Pasco History, Washington
Pasco, the oldest city of the Tri-Cities metropolitan area of Washington, was officially incorporated in the year 1891. This is generally ear-marked as the starting point of Pasco history, but the Pasco-region had been inhabited by humans quite long. (In fact, the Marmes Rockshelter archeological site at the confluence of the Snake and Palouse Rivers in the Franklin County is believed to be the earliest human-habitation in the Western Hemisphere).
Pasco History – Exploration to Incorporation
Like the other Washington cities of Kennewick, Seattle, Spokane and Walla Walla, Pasco was inhabited by Native Americans when white-American explorers Lewis and Clark camped here (at what is now the Sacagawea State Park) on October 16th, 1805. The Native American name of Pasco was Great Forks.

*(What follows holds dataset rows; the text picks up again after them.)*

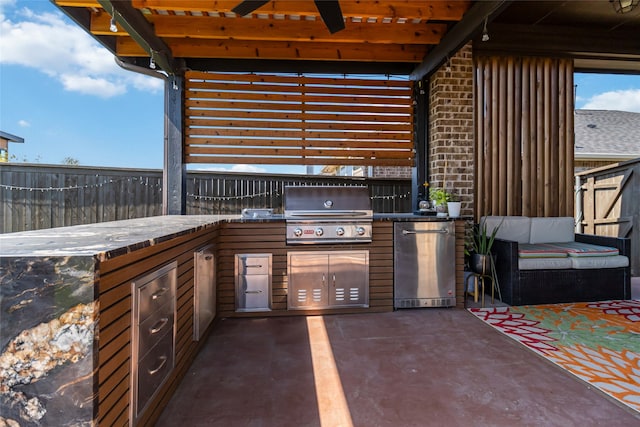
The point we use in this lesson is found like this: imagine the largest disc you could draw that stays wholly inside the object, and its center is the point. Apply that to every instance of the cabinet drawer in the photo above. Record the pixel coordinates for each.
(154, 295)
(153, 369)
(153, 329)
(253, 264)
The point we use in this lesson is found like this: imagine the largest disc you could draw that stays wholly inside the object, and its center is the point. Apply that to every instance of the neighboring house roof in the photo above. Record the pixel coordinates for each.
(11, 138)
(606, 134)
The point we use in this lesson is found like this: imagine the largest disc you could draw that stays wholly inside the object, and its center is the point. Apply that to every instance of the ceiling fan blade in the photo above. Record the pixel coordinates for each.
(247, 6)
(331, 14)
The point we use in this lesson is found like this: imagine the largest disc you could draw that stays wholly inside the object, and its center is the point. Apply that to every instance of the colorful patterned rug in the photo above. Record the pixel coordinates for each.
(597, 342)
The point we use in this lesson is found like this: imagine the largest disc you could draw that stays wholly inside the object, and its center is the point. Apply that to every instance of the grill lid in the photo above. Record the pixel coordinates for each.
(327, 201)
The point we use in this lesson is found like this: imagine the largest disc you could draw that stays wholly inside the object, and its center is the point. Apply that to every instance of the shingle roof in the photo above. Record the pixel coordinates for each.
(606, 133)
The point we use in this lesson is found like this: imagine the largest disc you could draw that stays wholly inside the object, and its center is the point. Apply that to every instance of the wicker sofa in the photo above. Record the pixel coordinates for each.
(542, 261)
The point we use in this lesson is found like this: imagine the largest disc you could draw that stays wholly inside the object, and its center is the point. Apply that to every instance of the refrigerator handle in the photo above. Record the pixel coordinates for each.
(441, 231)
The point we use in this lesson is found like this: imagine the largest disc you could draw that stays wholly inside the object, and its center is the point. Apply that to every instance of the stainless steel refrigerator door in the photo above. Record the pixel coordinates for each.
(424, 264)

Although Great Forks was frequented by other explorers and traders (mostly fur and gold traders) after this initial expedition, Great Forks did not change much before the arrival of John Commingers Ainsworth in 1850. Ainsworth was not responsible for any immediate improvement of Great Forks, but he founded a town (named after him) close to the Snake River. Three decades later, when the Northern Pacific Railways started working on the Snake River Bridge Project, the Ainsworth Township became a busy railroad town. It even became the county seat when Franklin County was created in 1883.

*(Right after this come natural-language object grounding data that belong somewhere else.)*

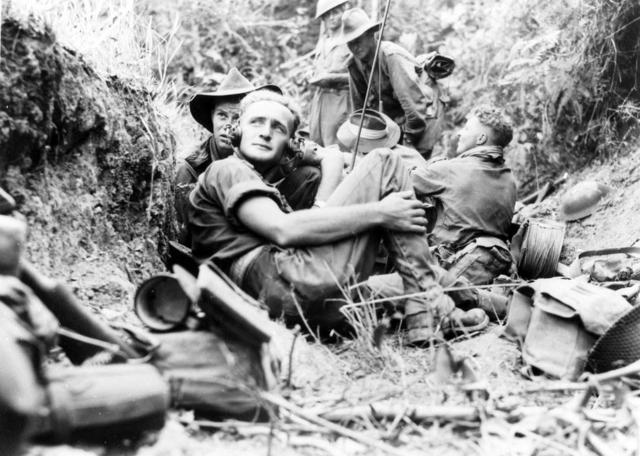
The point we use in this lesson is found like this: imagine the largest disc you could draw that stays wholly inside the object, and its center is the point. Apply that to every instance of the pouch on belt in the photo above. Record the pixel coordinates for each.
(559, 320)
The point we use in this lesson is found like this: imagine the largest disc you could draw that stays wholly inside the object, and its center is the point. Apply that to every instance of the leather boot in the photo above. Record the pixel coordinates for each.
(494, 304)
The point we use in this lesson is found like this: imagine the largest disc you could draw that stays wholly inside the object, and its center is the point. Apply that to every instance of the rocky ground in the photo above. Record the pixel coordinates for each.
(326, 377)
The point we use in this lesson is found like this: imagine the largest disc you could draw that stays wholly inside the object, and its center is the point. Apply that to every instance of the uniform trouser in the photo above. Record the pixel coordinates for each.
(478, 266)
(329, 109)
(316, 276)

Things took a different turn when the Snake River Bridge was completed the next year. Ainsworth lost its significance and the Great Forks region rose to prominence once again with the Northern Pacific Railways shifting their operations to that region for the construction on the Columbia River Bridge. By 1887, the Franklin County Courthouse too was relocated to this new town-site and it emerged as the county-seat.

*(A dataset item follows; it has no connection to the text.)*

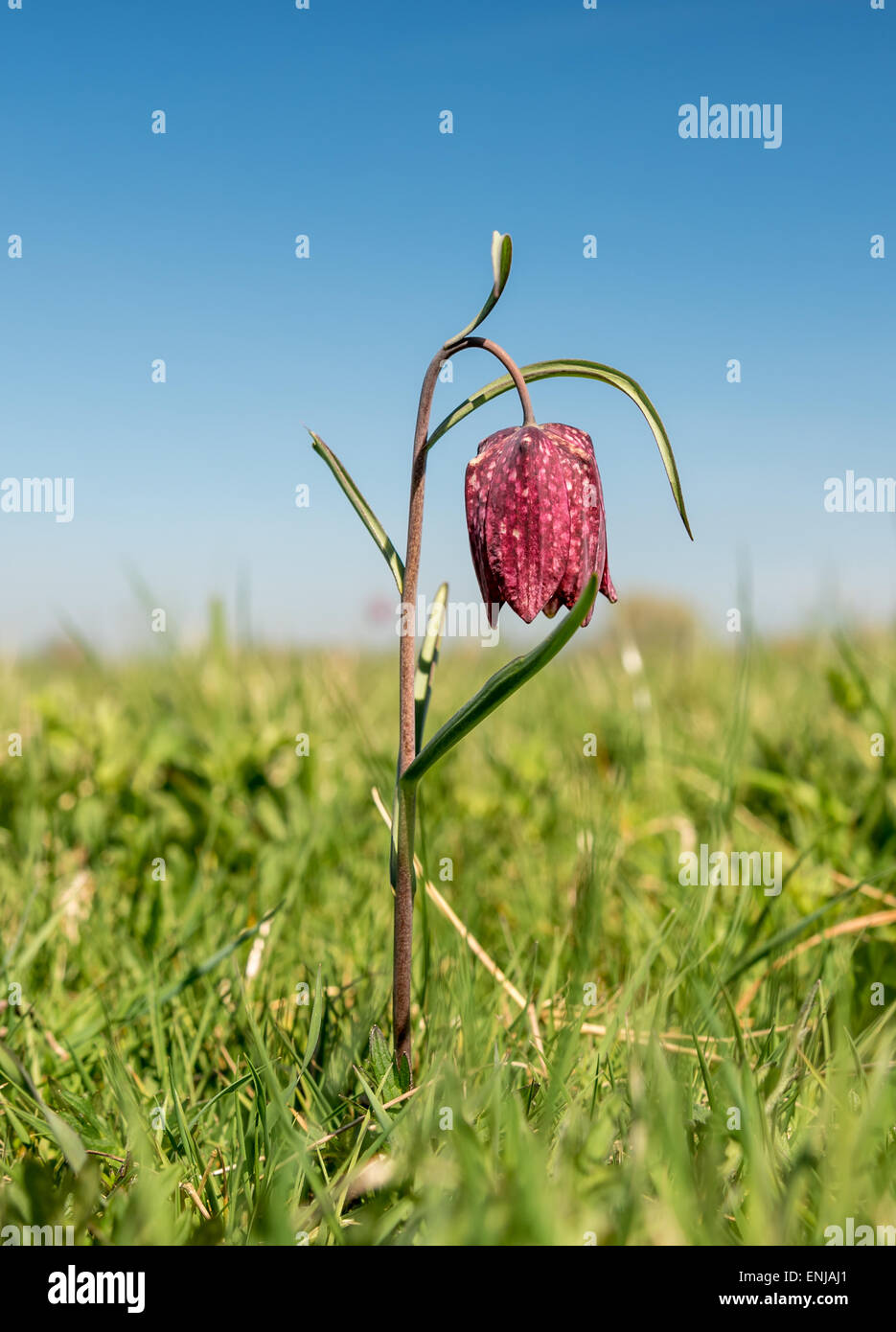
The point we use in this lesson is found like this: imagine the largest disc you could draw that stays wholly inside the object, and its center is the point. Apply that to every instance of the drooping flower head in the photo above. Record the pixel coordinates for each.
(536, 519)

Pasco was incorporated on September 3, 1891, nearly two years after Washington was admitted to the Union as the forty-second state. (The city was named Pasco after the Peruvian city, Cerro de Pasco, by a Northern Pacific Railway engineer, Virgil Bogue; Bogue found many similarities with the Andes Mountain city, where he had earlier worked on a railway project).
Pasco History – 20th Century to Present Times
After this very modest beginning as a railroad town, Pasco has developed, albeit slowly. Present-day Pasco is a transportation and trade hub of Washington and also boasts of a strong agricultural sector. A close study of Pasco history of the 20th century and the new millennium reveals that this success-story has essentially been aided by its railroads and rivers.
Pasco began the 20th century on a happy note as the Northern Pacific Railroad completed its second depot in 1900 (the first depot built in the 1890s was made the freight depot). Thereafter, two more rail yards were built in Pasco, one in 1936 and the other in 1998 (the last one under NP Railroad successor, Burlington Northern Santa Fe Co.). Pasco continues to be an important hub of BNSF even to this day.
If the railroads did as much for Pasco, the completion of the Grand Coulee Dam in 1941 was the most significant moment in Pasco history. With the Grand Coulee Dam, irrigation improved giving the much-needed boost to local agriculture (and hence to the city’s economy, ultimately resulting in prosperity). The Dam, in addition, played a definitive role in the selection of the Hanford site for the Nuclear Project (as part of the Manhattan Project in 1943). The Hanford Site still remains crucial for the entire Tri-cities area and not just for Pasco.
Pasco, especially West Pasco, saw a real estate boom period in the 1990s. The construction boom, which resulted in the development of complexes, both for commercial and residential purposes has not only impacted population growth but has also upped the city’s worth as a tourism and retail hub.